Finally Deal walks on to applause and cheers, and opens with the catchy yet profound ‘Nobody Loves You More’. It’s warmed by a string section, five backing singers and what looks like a brass and woodwind collection (our view is great, but my aging distance vision isn’t) in addition to Deal’s core band, which includes a violinist, bass player, guitarist and Deal on guitar. 

We get a tour through the new album, and the orchestration is perfect every time, adding texture and emphasis to songs that are already compelling. Sometimes it’s a bit of extra accompaniment to the melody line, and sometimes it’s a delightfully inventive, harmonically rich arrangement. An acoustic guitar and ‘cello combination works particularly well. 

There are remarkably few people taking photos and videos; almost everyone is fully present and watching the gig. I really don’t want to ruin it, so this a bit of a hasty snap.

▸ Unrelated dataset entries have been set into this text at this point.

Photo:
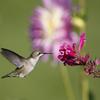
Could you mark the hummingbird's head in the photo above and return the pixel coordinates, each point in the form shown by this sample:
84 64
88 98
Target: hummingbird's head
37 53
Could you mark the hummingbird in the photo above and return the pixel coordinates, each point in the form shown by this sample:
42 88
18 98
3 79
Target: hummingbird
23 65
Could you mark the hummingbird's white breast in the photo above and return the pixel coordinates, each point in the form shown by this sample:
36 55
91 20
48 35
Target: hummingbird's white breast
29 66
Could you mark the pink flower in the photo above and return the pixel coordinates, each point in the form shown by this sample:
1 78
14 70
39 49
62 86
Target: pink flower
70 55
51 26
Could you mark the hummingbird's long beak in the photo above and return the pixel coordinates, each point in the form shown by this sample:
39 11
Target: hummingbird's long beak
47 53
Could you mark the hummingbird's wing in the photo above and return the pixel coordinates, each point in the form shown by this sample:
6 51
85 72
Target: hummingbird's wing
14 73
13 57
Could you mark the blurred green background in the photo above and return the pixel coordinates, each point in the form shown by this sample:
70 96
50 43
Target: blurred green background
45 82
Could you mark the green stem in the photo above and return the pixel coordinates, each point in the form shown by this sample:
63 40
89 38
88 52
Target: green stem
85 89
67 83
85 81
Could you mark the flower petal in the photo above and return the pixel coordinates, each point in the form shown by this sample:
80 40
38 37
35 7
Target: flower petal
82 41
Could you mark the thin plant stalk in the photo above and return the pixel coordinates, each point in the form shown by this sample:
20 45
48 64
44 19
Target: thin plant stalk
67 83
85 81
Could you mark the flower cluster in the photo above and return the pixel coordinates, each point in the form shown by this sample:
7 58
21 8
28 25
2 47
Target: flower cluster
51 26
70 55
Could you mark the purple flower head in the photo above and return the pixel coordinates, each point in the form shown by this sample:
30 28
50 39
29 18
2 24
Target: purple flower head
51 26
70 55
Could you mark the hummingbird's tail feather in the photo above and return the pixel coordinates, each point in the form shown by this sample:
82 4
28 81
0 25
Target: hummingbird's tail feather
11 74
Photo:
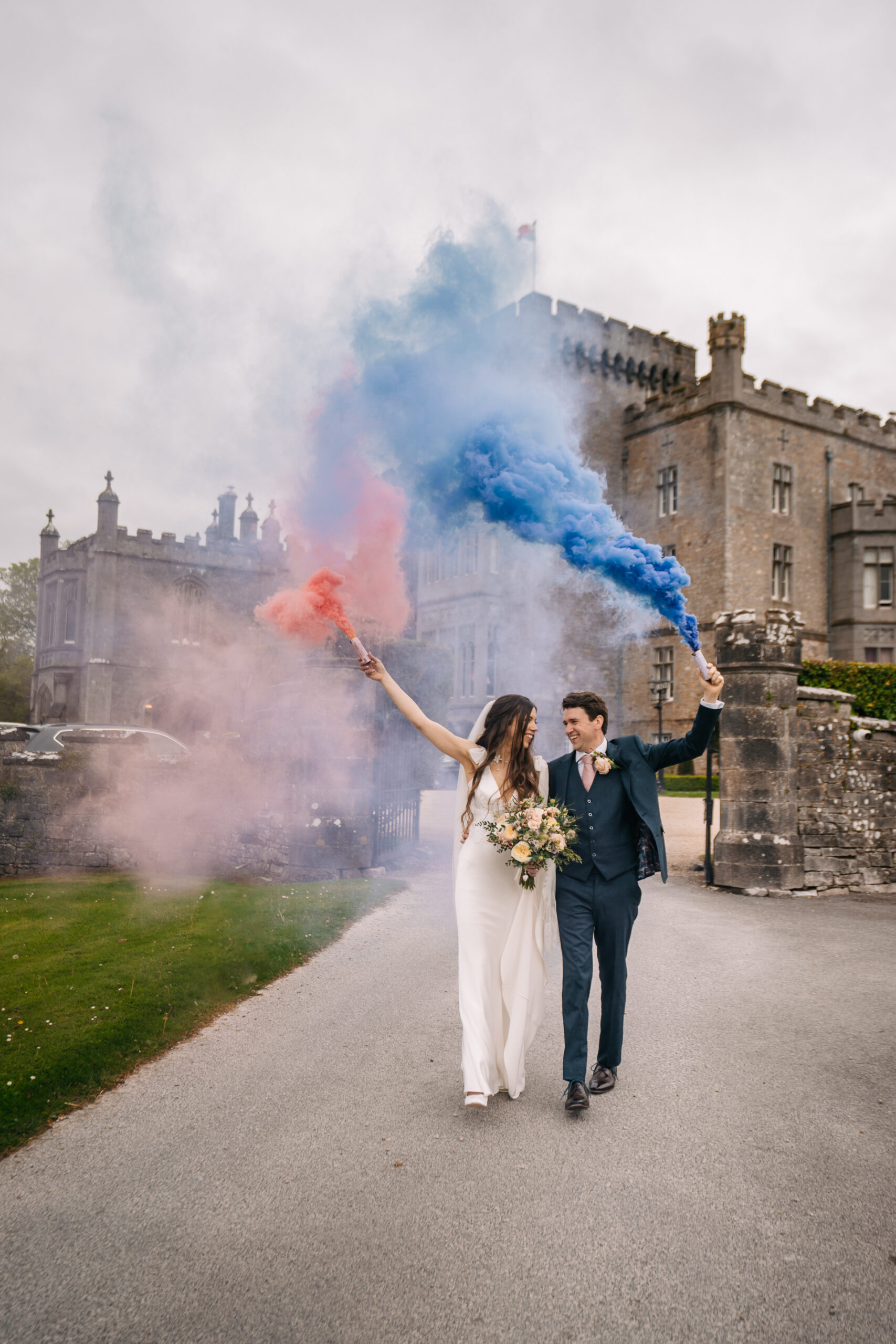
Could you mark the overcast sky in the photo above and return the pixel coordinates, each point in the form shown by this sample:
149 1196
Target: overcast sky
194 195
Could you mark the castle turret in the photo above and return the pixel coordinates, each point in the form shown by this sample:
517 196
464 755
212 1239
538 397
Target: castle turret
270 530
49 537
226 514
249 522
108 511
727 340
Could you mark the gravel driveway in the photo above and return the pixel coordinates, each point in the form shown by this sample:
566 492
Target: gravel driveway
301 1171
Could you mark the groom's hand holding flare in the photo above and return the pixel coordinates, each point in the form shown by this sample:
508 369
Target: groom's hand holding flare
711 689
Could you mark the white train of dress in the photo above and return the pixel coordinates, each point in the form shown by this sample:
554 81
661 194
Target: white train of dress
503 932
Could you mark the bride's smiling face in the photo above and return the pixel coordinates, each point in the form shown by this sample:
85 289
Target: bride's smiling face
531 729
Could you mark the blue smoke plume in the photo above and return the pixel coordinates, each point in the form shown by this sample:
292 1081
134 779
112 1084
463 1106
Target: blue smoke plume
458 420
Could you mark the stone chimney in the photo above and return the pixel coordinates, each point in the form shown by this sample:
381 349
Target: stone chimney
249 522
270 530
49 538
727 340
108 512
226 514
758 848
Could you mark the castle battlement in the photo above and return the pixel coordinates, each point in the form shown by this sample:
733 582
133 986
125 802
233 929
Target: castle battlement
222 550
590 343
864 517
729 385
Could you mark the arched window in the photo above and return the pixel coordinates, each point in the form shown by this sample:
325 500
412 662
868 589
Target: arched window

 At the end of the show, as befits the venue, the performers get a standing ovation, and we stay on our feet while they file out and then return to the stage to play the Breeders’ classic ‘Do You Love Me Now?’.

What a wonderful, wonderful performance. I’m prepared to bet my bar tab (and cocktails aren’t cheap) that this will be gig of the year, and it’s only March. I can’t quite get used to the venue though: on the way out we walk past a knot of people standing around a defunct fire hose, debating whether it’s an art installation or a safety feature.


Kim Deals tour is back in the UK in June.